Well, I'm probably nuts, but I have been running a server in my house for about 14 years.  I have an elecronics manufacturing business, and sell
stuff online throughout the world.  It is a one man shop, so I have to do everything.  I run a Linux system as the firewall, web server, email server,
FTP server, primary domain name server, etc.  I use an open source web store package that unfortunately has pretty much stopped development.  I used to use both PayPal and Authorize.net as my payment processors, but Authorize.net changed their encryption scheme, and the store doesn't support that, so now I'm just with PayPal.

You really need static IP for a server.  That requires a business account with most ISP's.

The hardest thing to set up was the DNS, there just wasn't a whole lot of docs on how to create the files.

Our electricity is insanely reliable, I don't have a UPS and the system has been running 216 days, even with hackers constantly trying to break in.

I do use a few special things to help:

1.  There is only one net-accessible account on the machine, with a crazy 14-character password.

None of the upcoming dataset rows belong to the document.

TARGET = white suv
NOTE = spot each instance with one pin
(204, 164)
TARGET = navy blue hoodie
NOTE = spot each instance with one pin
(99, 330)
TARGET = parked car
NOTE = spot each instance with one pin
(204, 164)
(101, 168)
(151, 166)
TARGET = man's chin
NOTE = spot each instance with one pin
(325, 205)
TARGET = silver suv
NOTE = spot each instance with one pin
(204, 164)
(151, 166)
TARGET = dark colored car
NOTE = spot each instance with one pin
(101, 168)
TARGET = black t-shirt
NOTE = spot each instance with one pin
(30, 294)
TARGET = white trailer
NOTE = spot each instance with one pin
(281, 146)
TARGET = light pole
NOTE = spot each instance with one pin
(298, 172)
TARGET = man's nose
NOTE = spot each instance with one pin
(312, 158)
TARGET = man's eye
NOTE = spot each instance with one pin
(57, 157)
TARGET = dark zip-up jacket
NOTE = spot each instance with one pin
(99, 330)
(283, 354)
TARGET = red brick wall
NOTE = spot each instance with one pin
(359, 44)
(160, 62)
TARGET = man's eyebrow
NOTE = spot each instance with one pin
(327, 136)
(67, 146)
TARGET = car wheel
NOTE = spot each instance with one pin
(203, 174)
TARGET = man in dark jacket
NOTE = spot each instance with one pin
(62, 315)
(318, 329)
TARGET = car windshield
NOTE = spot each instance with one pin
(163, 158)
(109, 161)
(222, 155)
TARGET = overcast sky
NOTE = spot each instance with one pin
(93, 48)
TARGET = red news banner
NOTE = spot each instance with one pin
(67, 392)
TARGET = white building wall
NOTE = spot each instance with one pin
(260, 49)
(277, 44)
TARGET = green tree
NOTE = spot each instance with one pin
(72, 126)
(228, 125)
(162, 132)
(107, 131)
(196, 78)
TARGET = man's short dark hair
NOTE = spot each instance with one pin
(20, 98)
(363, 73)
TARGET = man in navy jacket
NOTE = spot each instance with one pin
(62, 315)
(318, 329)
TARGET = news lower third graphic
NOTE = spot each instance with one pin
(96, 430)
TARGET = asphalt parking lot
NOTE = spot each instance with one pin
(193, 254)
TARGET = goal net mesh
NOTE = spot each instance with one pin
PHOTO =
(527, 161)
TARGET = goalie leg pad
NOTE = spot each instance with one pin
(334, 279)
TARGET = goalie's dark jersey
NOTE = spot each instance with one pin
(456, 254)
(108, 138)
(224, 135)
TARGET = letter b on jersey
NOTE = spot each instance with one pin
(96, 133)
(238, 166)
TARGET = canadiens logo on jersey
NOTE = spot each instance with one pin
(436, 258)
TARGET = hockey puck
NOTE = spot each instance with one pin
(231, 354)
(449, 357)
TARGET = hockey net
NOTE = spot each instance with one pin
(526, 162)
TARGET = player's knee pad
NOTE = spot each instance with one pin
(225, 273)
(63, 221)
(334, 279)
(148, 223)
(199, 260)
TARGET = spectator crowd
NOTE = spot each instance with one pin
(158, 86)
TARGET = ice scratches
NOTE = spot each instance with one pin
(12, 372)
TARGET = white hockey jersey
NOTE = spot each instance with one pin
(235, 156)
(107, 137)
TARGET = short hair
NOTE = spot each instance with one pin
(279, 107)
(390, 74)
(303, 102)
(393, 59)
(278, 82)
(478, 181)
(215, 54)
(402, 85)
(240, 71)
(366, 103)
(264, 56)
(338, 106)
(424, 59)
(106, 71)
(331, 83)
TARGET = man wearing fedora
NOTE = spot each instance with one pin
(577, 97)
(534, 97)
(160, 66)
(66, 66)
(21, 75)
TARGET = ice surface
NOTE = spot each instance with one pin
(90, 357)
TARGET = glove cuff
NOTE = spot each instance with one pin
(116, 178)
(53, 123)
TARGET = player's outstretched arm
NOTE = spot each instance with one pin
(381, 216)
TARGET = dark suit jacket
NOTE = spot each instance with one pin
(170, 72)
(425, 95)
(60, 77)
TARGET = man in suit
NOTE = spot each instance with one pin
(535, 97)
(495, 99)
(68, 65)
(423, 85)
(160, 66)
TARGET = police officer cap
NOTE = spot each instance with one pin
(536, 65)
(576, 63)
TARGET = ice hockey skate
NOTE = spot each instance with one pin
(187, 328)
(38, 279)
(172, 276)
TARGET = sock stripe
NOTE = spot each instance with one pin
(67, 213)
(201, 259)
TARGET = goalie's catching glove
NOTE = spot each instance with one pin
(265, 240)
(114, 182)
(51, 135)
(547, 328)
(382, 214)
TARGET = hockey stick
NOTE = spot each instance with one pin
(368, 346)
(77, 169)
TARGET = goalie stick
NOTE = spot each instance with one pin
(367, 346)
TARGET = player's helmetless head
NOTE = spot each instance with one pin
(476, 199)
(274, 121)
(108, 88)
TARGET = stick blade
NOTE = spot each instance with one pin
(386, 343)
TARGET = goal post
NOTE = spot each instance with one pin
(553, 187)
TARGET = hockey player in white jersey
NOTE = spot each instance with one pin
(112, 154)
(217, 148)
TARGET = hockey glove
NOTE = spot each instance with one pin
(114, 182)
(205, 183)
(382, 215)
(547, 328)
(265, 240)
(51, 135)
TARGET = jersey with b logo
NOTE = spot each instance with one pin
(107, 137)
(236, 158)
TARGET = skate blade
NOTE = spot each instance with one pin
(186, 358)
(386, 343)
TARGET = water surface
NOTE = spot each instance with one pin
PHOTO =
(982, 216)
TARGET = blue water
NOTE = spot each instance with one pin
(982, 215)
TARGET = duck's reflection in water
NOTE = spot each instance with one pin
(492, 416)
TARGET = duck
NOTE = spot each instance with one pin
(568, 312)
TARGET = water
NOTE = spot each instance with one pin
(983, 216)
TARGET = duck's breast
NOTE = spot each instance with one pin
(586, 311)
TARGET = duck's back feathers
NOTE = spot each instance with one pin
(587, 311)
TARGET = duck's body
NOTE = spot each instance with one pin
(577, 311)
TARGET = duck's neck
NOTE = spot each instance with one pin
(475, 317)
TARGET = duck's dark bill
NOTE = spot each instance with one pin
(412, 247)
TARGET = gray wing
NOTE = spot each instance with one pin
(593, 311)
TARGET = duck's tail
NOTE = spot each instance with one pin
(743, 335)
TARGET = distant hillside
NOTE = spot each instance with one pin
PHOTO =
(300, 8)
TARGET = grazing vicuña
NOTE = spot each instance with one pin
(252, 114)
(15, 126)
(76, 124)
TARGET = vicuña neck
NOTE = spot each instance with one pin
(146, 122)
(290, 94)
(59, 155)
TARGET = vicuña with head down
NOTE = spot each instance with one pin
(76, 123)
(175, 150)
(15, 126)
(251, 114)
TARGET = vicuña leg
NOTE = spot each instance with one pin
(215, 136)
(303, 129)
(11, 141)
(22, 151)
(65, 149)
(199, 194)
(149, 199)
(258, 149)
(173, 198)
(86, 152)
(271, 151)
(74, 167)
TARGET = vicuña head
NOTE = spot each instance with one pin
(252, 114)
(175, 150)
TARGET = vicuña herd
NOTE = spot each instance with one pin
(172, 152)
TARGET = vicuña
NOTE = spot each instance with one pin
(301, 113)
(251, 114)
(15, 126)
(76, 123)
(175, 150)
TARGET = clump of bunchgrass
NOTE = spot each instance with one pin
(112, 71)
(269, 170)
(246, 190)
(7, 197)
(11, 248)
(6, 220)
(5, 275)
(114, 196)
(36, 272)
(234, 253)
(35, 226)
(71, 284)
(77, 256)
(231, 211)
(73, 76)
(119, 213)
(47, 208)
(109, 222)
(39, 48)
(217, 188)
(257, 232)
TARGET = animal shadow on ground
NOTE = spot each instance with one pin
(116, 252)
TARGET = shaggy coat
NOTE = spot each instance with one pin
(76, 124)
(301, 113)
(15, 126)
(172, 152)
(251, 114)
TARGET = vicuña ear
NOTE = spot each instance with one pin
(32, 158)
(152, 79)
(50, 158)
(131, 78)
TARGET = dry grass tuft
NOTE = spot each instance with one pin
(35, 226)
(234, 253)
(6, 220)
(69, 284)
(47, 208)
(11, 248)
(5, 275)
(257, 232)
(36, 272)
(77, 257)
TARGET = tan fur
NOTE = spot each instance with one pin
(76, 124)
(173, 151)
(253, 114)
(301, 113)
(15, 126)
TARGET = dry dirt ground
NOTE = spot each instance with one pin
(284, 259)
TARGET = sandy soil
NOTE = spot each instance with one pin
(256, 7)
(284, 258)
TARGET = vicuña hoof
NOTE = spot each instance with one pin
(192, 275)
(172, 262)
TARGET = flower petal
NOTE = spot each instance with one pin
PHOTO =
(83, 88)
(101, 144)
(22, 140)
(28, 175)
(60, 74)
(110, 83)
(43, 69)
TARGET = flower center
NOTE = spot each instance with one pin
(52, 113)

2.  I run denyhosts with very tight limits.  If a specific IP address has 3 login failures over 2 weeks, they are put in the hosts.deny list for 6 months, essentially making my machine disappear to them.  The botnets keep track of the "horizon" of this blocking.  Exactly 2 weeks to the hour after I put this in, my attacks dropped from 1000+/day to 3/day!  So, the botnets are coordinating their attacks.  Scary!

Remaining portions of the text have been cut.